Ветер бегает по пригорку, вниз и в горку, задевая травы с цветами, принуждая их не спать. Усердствует, будит слабых, тех, что посильнее, толкает плечом по-братски.
Травы гнутся, цветы ненадолго склоняют головы, да не из подобострастия, но из вежливости и тут же, приободрившись, будто стряхнув с себя осенний морок1, воспрянут, позабыв об ветре и ненастье. Не насовсем, впрочем, до первого, всего в слезах, облака, что явится однажды и примется рыдать об своей печали
Стучат друг об дружку свалявшиеся косы камыша, сорят семенами, что все в пуху. На сколь хватит их? Сколько останется? Сбрызнет их льдом, поломает ветром. А может и ничего, продержатся до весны, заправленные под высокий воротник сугроба.
Ночное небо вышито дубовыми ветками, суровой их нитью. Не одну стирку переживут и перетерпят они. Жёлуди оторвались пуговками, недолго болтались на нитках плодоножек, потому-то борт видавшего виды пиджака распахнут до самого дупла.
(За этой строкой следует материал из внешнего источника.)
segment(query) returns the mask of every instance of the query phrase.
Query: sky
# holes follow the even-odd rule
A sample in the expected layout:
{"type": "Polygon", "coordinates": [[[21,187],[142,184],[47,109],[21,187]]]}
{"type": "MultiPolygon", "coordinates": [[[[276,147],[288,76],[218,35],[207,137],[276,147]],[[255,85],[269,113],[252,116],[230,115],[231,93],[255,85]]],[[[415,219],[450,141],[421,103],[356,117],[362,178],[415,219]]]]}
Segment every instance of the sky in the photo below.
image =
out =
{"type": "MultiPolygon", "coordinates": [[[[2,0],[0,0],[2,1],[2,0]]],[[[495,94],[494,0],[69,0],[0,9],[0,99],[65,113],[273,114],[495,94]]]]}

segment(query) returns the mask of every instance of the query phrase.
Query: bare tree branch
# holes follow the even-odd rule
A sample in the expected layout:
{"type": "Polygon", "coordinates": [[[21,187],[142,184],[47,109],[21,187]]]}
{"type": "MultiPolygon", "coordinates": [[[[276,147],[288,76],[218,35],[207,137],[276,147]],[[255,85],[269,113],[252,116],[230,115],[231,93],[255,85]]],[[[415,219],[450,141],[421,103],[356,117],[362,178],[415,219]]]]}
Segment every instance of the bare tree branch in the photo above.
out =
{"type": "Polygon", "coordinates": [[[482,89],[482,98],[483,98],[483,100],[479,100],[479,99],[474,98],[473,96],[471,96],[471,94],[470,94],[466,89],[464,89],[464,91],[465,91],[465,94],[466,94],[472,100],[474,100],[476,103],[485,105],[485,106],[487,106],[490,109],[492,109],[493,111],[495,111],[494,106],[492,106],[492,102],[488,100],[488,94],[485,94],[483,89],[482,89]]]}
Шея ствола обёрнута измятым шарфом коры… И пусть ветер не угомонится никак, кажется, дубам всё нипочём.
Не то у вишен с калиной, у них и обыкновенно иначе, а уж нынче вовсе не так. Дав слабину перед весенним морозом, лишились они ягод ещё в завязи, и теперь не спешат расставаться с листвой. Мрачнеют ею, ея лёгким нравом, но крепятся, удерживают подле себя, тешатся ложной тяжестью, гонят ветер, дабы не скрал последнее.
Просека будто зачёркнута густо поваленными стволами. Над высоким лбом леса – стриженый на лысо, до песка холмище, что понавдоль и дубравы, и березняка, и болотца. Тянется, подпоясывая сей средний промежду севером и югом край. Зимой тут веселье да забавы, – от порога к колодцу снег копать с рассвета до полудня, от порога к поленнице – успеть бы к закату. Весной ни то, ни сё, – от снега студёно, от солнца жар, покуда в один день, да не угадаешь – в какой, сделается едва ли не пекло, а там уж и лето. Лишь осенью – так, как теперь: хмарь без конца и без краю, одним словом – передышка.